This blog contains material I wrote and posted on multiply.com between the years 2005 and 2011 only. It does not contain any new material. For newer writing, please check my main blog (Bill the Butcher).
Tuesday, 27 November 2012
"Things Are Improving In Iraq" (From November 2007)
While mainstream Indian media now quietly refrain from mentioning Iraq almost completely - in case, I assume, that such mention imply criticism of our new American "allies" - the few mentions that come through are interesting.
They are interesting because they invariably claim (or parrot American claims made by such neocon luminaries as Frederick Kagan) that the situation in Iraq is "steadily improving."
Maybe we should check out how the situation is "improving"?
First, the Iraqi militias are (allegedly) ganging up on Al Qaeda.
Now, there is no such thing as Al Qaeda inside Iraq. The organisation is called Al Qaeda In Mesopotamia (AQIM) (formerly Al Qaeda in Iraq, AQI) and is an independent franchise started by the late unlamented Abu Musab Al Zarqawi, and given belated recognition by the Osama bin Laden - Ayman Al Zawahiri duo. Still, if this is true, it's certainly good news, because AQIM had no plans to liberate the Iraqi people from occupation. What they wanted was for the Americans to stay indefinitely in Iraq so as to bleed them white and also so as to recruit a generation of Islamic holy warriors - the opposite of the secular opposition to the occupation. What happened to the Iraqis mattered not at all to them.
Even President Saddam Hussein, in the days prior to his "capture", had issued a statement asking Iraqis to beware of foreign jihadi elements.
Then, when the Iraqi resistance started (as even Bush has admitted) there was no such thing as Al Qaeda in Iraq, in whatever form. That began after the Iraqi resistance - led by such folk as the 1920 Revolution Brigades, the Al Qassas Brigade, Al Rashedeen Army, and other outfits that were either left-secular or Islamic but not jihadi, and all domestic - had taken off and was in fact flourishing. It was only then that the jihadis whom the Ba'ath party had kept crushed began operating, and began trying openly for major internecine fighting between Shias and Sunnis - which is now an open civil war.
The domestic Iraqi militias, who had never wanted the focus to shift from the anti-American struggle to a civil war, hated the AQIM and (even if for purely tactical reasons they may have co-operated with it on rare occasions) would love to get it out of the way so that they could go back to their primary purpose – fighting the Americans.
Remember that AQIM attacks made up only a tiny fraction of anti-occupation attacks in Iraq – destroying AQIM is not going to have any adverse effect on the freedom movement. Far from it.
Thus, it’s no surprise that they may join hands against AQIM and may even successfully destroy it. All that its destruction will mean is that the Sunni militant groups can get back to fighting the Americans without having to bear the tag of association with jihadis.
If it also means a reduction in mass suicide bombings, not all of which can be conclusively proved to be the handiwork of AQIM (why were two British SAS men captured in Basra in Mahdi Army uniforms in 2005, in a car crammed with explosives, and why did the British storm a police station to release them before they could be interrogated?) – all the better.
Secondly, the claim is that things are improving because the number of deaths in sectarian violence has fallen and because people are returning to Baghdad. Duh, of course the number of deaths has fallen. Sectarian violence has just about ethnically cleansed all mixed population areas and turned Sunni and Shia areas into gigantic armed camps. When there are no victims any more, who are you going to kill?

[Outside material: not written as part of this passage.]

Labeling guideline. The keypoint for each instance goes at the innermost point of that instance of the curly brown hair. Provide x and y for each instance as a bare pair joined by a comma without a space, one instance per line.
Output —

And as for people returning – spare me. Countries like Lebanon andSyria have reached saturation point – they simply cannot accept any more refuges and are turning them back. What the hell are the refugees supposed to do, apply to Bush for visas? How about earning a living, however precarious? Of course they are going back, because the chances of dying of electric drill and bomb, however high, are better than the certainty of dying of starvation.
Meanwhile, Shia militia control Basra and the Kurds are becoming the top point of new violence in Iraq, which is slightly ironic – in 2003, when the Indian pro-American fifth column were agitating for Indian troops to be sent to Iraq, they kept saying that the soldiers would be posted in Kurdish areas, where there was no danger of any conflict for ever and ever, amen. And there is still no “Iraqi national government” and never will be – once the Americans are forced out, they will be at one another’s throats again. Just wait for it.
The Indian media, however, is not where you will find any news of all this.